FESTIVAL GUY: Heritage Days expensive, fattening

Heritage Days GigCity EdmontonIs Canada becoming a melting pot? For all the hullabaloo about multiculturalism in Canada, this weekend’s Heritage Festival seemed pretty North American.

The festival seemed to serve its product – overpriced food and irrelevant cultural offerings – in a homogenous, inoffensive, stale, typically Canadian package. Meaning: charge too much and make sure it’s deep fried.

No matter how long folks have been in Canada, these vendors are no suckers, having adopted the predominant North American cultural norm of stiffing their customers at the till. The pride in Edmontonian’s hearts for summer finally arriving two months before the next snowfall seems to make people much more willing to crack the billfold for some pretty dodgy items. Four dollars for roasted corn on the cob?! Seriously? Aren’t these four for 99 cents at Safeway?

With 100,000 people congregating in such a small space, there were lots of line rides to be had at Hawrelak Park. Some of these rides took people to some pretty fattening places. It made sense that the most frequently seen item at the festival was elephant ears. Whoops, sorry … I meant Croatian donuts. Or maybe it was “scovergi,” as they were termed at the Romanian pavilion. These virtually identical items made for the longest lineups at the festival outside of the Chinese Pavilion. The battle for elephant ear supremacy was intense. There were a lot of these at Klondike Days, too.

Popularity of certain booths weren’t always dependent on demand or quality product. The lineups at the French pavilion weren’t due to demand for their products – mainly crepes, the French haute couture version of a pancake – but due to bad and inefficient service. Since the French did not have any dancers up on display, this may have comprised the cultural component for their pavilion.

The Korean taco

The Korean taco

There were some surprises – like Borneo having its own deep fried entry. A country more noted for its untouched jungles than an international chain of donut shops, they decided to give up the fight against progress and combine one of their food staples (the banana) with dough and a vat of hot cooking oil. I would have thought “what is with this Western obsession for deep fried foods?” but I was too busy thinking “Wow, these guys learn fast.”

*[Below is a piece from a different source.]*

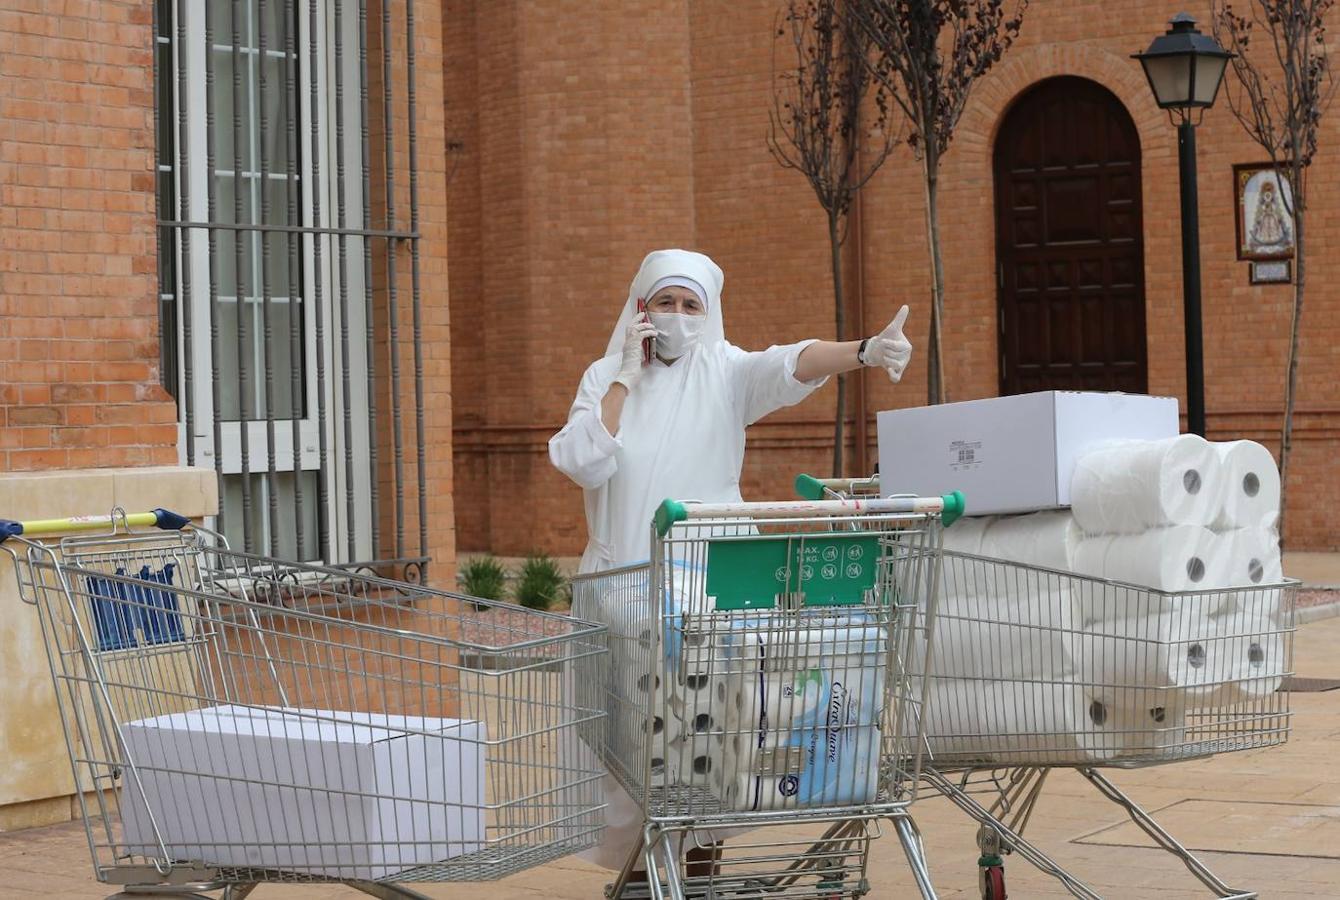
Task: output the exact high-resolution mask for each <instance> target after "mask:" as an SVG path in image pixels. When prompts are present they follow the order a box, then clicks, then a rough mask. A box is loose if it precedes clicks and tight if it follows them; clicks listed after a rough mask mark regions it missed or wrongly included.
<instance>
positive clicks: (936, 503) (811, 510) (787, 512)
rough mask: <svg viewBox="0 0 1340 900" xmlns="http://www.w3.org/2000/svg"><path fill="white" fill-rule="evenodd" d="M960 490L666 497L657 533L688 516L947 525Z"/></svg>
mask: <svg viewBox="0 0 1340 900" xmlns="http://www.w3.org/2000/svg"><path fill="white" fill-rule="evenodd" d="M965 508H966V502H965V500H963V492H961V490H955V492H954V493H951V494H945V496H942V497H888V498H884V500H827V501H811V500H791V501H780V502H770V504H768V502H764V504H744V502H741V504H693V502H687V504H686V502H679V501H677V500H666V501H663V502H662V504H661V506H659V508H658V509H657V516H655V528H657V534H659V536H661V537H665V536H666V534H667V533H669V532H670V528H671V526H674V524H675V522H683V521H687V520H690V518H738V517H744V516H750V517H753V518H815V517H819V516H851V514H854V513H917V514H925V513H939V517H941V521H942V522H943V524H945V525H946V526H947V525H953V524H954V522H957V521H958V517H959V516H962V514H963V509H965Z"/></svg>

The downer of the festival was the Kurdistan Pavilion, but only because they ran out of baklava by Sunday afternoon. The award for “weird culinary mish-mash gone awry” goes to the Korean Pavilion for their Korean Taco. The price was absurd and the quality was poor. It was sweetly tasting ground beef with a little bit of lettuce in a stale taco.

The cultural components, while nice in an inoffensive way, came across like standard tourist cliches, as if they were being paraded in front of a bunch of middle class Westerners – which largely they were – and it appeared not just disrespectful but anachronistic. I could not help but wonder what meaning do old world values, customs and practices have in the information age? It seems today no one would care about this stuff unless that was actually Lindsay Lohan dancing in traditional Croatian garb. Apart from watching them while people ate, very few really seemed to care.

Some of the booths selling cultural items seemed a tad tawdry, too, reminiscent of roadside trinket shops tourists get shuffled into in whatever exotic country they might be happening to visit. Some didn’t seem very culturally consistent, like the SpongeBob Squarepants finger puppets found at the Peruvian gifts tent. And the “World Famous Sri Lankan Pop Stand” only sold Coca-Cola products.

All in all, Heritage Festival accomplished, well, pretty much what it does every year – lots of people, lots of weight gained, lots of money spent, lots of lineups, and some cultural stuff. Rest assured 2014 will unfold in much of the same way. Maybe with even more deep-fried stuff.